On top of that, WordPress features some excellent documentation, large and active user community, search engine friendlyness, and more.
And why is that so cool? Because. Because almost all modern web applications can benefit from these. How many web applications do you know that don’t use some sort of database? How about web applications that don’t manage users? Are there any web applications at all that don’t need content management? Are there any good web applications that weren’t integrated with other web applications or extended by user community in some way?
And don’t forget that WordPress is a free and open source software. That means that anybody, anybody at all can improve it. Nobody, nobody ever is going to lock it down and have full control over the future direction. And nobody will ever force you to pay huge amounts of money for support, upgrades, or maintenance. That’s pretty important considering the cornerstone roles frameworks play in application development.

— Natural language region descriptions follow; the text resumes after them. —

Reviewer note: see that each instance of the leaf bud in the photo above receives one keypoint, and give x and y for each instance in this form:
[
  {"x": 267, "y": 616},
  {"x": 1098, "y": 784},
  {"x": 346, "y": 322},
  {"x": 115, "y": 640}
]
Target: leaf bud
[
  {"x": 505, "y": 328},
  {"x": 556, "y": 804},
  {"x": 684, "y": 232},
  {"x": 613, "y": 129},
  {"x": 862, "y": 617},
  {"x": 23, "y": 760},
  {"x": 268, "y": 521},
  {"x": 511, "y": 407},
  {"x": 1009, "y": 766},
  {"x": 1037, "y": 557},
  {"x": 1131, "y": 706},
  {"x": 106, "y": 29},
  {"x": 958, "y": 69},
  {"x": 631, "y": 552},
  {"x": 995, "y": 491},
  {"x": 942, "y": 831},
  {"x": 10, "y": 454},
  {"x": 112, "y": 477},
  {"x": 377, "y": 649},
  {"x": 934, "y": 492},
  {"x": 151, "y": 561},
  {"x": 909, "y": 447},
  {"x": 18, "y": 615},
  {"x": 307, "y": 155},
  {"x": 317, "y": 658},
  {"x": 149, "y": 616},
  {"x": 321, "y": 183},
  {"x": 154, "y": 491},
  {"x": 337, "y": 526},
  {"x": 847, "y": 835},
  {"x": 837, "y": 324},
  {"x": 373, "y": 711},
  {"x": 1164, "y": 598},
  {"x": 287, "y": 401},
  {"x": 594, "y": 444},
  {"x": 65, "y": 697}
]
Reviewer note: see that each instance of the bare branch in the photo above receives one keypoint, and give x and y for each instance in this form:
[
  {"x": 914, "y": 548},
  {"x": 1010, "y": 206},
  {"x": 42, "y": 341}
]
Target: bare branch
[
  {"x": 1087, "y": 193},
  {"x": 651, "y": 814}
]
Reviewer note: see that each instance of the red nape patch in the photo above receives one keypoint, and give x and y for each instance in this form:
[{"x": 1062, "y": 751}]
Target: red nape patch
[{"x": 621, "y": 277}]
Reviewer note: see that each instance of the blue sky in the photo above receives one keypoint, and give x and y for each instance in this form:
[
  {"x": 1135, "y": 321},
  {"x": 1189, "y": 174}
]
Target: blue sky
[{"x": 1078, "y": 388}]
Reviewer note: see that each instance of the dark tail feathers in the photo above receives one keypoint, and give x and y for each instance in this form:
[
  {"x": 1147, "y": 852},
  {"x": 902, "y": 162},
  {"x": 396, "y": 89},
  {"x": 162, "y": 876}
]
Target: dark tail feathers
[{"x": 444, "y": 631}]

Can we have a practical example without going into too much of technical details? Yes, of course.
Consider WordPress posts. They have already been assigned different types – post, page, draft, attachment, etc. But these don’t vary a lot to demonstrate the power. What’s truly amazing is that WordPress posts can easily (with custom fields) represent any other data. WordPress post can represent a real estate object, for example. Or a car. Or a person. Or a product. Or a service.
WordPress’ own categories can be reimplemented as posts. And, in fact, that was somewhat done with pages. Remember, a page can be a parent of another page? Just use post title as category name and post content as category description, and here you go – your own category subsystem within WordPress, without any work at all.
Why do we need WordPress categories then? Well, they come handy sometimes too. Let’s say you have you’ve built a product catalog using WordPressj (each product is a WordPress post). And let’s say your products can have a number of features or properties. And let’s say these features can be easily expressed as true/false or yes/no value. For example: featured product – yes, can be shipped globally – no, available in gift wrapping – yes, needs age confirmation – no, and so on. Well, these all features can be implemented as categories. Then you just assign appropriate categories to your post (product), and you don’t need to do any programming at all. More so, you have a whole lot of functionality given to you by WordPress itself (editing, searching, aggregating, counting, etc).
WordPress provides some really useful functionality for application development. But it’s been hyped as a blogging engine and a CMS for far too long now. Getting rid of stereotypes and expanding horizons will take some time. But I have a tip for you that might be handy along the way.
For the next day or two, every time you stumble upon a web site – be that three static pages or the newest Web 2.0 service, ask yourself a question – “Can this be implemented with WordPress?”. I promise, you’ll be amazed by the number of times you’ll say “yes” (note: if you come up with “I don’t know”, use some help resources to figure out a “yes or no” answer). And after those couple of days come back and we’ll work on the “How do I do this with WordPress?” question.